Equity Market - "Outlook"

Free-market pricing is too complex for any one individual to completely understand or predict. Bond market, stock market, the dollar - a galaxy of contradicting or reinforcing factors - an immense stew of input that somehow sculpts a closing price, every day. No one, not even Buffett, understands the process (as he has just learned). Certainly not those pundits on the many networks who offer false comfort every evening, pretending they know - an act of fraud.

What we do know is that the Dow is off 30+% since Obama was elected, 45% since the crisis came to a head. We did not predict the crisis but we have isolated the primary cause. Globalization and contagion compounded errors made initially in the US. Late Q4, major central banks successfully prevented a melt down. It was not a solution, only a band aid.

There are a maze of factors which impact the Dow: Bk of Eng policy, GM’s whining, China’s stimulus package, the weather. And there will always be surprises. In investing, the business of the future is to be dangerous. What we may do however is to stand back, away from the thicket, not expecting to predict a turn or bottom necessarily but to at least corral the odds and bring them into our camp. To be, if not more right, then less wrong.

We can learn to become good listeners. Market reaction, hindsight, has signaled that banks/credit must be addressed first. Because Obama has refused to do that the equity market has suffered significantly. There are many other causes of course, some known and some not. The "stimulus" plan is seen by reasonable observers as at best a wash, the stuff for our political blog but not this one, so likely little market-moving impact there. But the budget is seen by reasonable observers as this: Big Government as the ultimate hero; the private sector at best in a supporting role. Who that does not live under a rock does not understand that to the equity market, this is poison? All of it is corrosive to the economic fabric of this country.

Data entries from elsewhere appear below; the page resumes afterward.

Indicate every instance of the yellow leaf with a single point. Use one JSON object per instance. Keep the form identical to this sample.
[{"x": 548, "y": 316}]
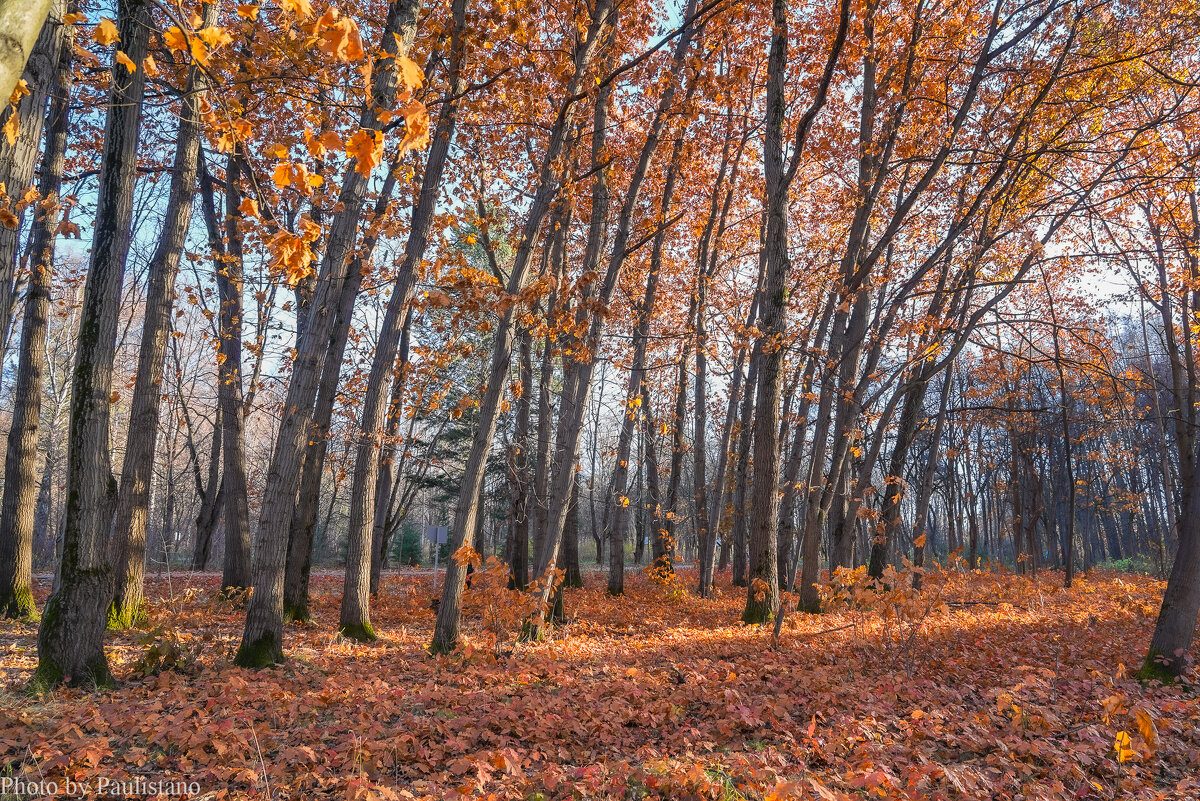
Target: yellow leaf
[
  {"x": 409, "y": 72},
  {"x": 282, "y": 175},
  {"x": 298, "y": 7},
  {"x": 1147, "y": 728},
  {"x": 106, "y": 32},
  {"x": 12, "y": 127},
  {"x": 19, "y": 91},
  {"x": 1123, "y": 746},
  {"x": 366, "y": 148},
  {"x": 175, "y": 38},
  {"x": 340, "y": 40},
  {"x": 417, "y": 126}
]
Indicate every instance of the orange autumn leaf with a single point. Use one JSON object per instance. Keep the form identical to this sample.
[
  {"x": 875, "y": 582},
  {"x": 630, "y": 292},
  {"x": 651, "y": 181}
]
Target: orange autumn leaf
[
  {"x": 467, "y": 555},
  {"x": 126, "y": 61},
  {"x": 340, "y": 40},
  {"x": 366, "y": 148},
  {"x": 175, "y": 40},
  {"x": 106, "y": 32},
  {"x": 411, "y": 73}
]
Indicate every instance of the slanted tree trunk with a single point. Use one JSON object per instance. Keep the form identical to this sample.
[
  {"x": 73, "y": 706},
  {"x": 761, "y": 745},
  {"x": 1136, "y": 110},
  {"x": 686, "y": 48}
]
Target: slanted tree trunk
[
  {"x": 519, "y": 470},
  {"x": 18, "y": 158},
  {"x": 445, "y": 634},
  {"x": 262, "y": 640},
  {"x": 18, "y": 507},
  {"x": 127, "y": 547},
  {"x": 355, "y": 592},
  {"x": 381, "y": 533},
  {"x": 19, "y": 25},
  {"x": 70, "y": 642}
]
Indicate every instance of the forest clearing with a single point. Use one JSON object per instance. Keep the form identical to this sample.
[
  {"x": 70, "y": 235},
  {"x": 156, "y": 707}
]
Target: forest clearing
[
  {"x": 1013, "y": 688},
  {"x": 544, "y": 399}
]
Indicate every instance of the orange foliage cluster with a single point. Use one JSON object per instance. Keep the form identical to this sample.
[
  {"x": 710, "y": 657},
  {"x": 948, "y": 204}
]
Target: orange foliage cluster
[{"x": 1015, "y": 690}]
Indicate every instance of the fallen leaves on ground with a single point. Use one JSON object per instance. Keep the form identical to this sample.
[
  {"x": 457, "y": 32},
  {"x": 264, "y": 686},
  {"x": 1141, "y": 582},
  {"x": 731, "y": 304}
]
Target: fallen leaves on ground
[{"x": 1009, "y": 687}]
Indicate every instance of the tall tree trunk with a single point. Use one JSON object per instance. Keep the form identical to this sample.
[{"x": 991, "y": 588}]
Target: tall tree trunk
[
  {"x": 18, "y": 506},
  {"x": 381, "y": 534},
  {"x": 445, "y": 633},
  {"x": 19, "y": 25},
  {"x": 127, "y": 547},
  {"x": 519, "y": 469},
  {"x": 18, "y": 158},
  {"x": 70, "y": 640},
  {"x": 262, "y": 640}
]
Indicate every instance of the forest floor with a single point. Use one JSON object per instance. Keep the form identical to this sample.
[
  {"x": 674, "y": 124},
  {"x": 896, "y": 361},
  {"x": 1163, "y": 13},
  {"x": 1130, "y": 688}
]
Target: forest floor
[{"x": 983, "y": 686}]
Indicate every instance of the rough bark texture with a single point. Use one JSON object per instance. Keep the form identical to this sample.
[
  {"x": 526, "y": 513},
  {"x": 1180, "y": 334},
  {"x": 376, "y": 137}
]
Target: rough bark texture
[
  {"x": 127, "y": 547},
  {"x": 18, "y": 506},
  {"x": 19, "y": 25},
  {"x": 70, "y": 642},
  {"x": 262, "y": 640},
  {"x": 445, "y": 634},
  {"x": 17, "y": 160},
  {"x": 235, "y": 566}
]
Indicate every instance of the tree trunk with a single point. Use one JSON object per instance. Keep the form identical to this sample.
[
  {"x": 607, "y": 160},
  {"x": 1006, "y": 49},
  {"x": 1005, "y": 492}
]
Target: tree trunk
[
  {"x": 235, "y": 565},
  {"x": 70, "y": 642},
  {"x": 127, "y": 550},
  {"x": 445, "y": 634},
  {"x": 262, "y": 640},
  {"x": 18, "y": 158},
  {"x": 385, "y": 477},
  {"x": 18, "y": 506}
]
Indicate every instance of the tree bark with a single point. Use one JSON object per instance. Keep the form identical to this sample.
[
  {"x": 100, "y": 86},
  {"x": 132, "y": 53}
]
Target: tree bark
[
  {"x": 262, "y": 640},
  {"x": 445, "y": 634},
  {"x": 70, "y": 642}
]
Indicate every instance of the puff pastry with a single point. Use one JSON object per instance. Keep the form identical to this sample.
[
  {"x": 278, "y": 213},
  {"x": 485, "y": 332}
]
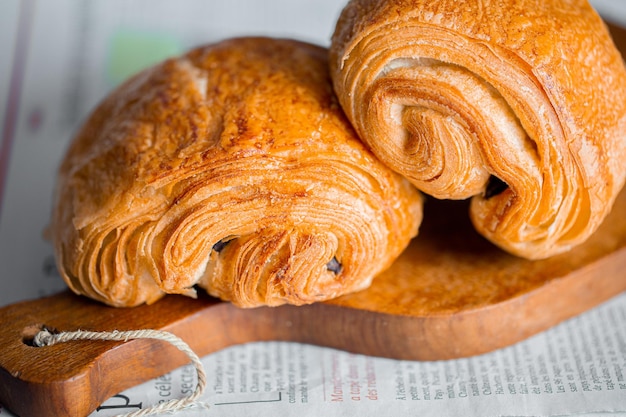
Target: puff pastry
[
  {"x": 231, "y": 168},
  {"x": 519, "y": 104}
]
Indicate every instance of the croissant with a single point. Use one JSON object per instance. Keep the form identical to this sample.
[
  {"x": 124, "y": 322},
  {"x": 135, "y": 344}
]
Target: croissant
[
  {"x": 233, "y": 169},
  {"x": 519, "y": 104}
]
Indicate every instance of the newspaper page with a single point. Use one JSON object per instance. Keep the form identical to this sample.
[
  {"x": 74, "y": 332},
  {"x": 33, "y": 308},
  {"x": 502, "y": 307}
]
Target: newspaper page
[{"x": 59, "y": 58}]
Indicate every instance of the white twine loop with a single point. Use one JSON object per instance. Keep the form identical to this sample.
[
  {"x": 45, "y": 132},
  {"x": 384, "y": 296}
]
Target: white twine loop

The market has told us part of what it needs, that is, that which will provide sustenance. By listening we may not have the Holy Grail but we’ll have a leg up. Thus, until Obama 1) maps a plan for the banks, 2) quits lying about "investment" vs "spending", and "savings" and 3) shows the world markets that he is not a far-left ideologue, meaning he will not try to transform health care, education and energy as the stock market fears he will, be content to stay close to home.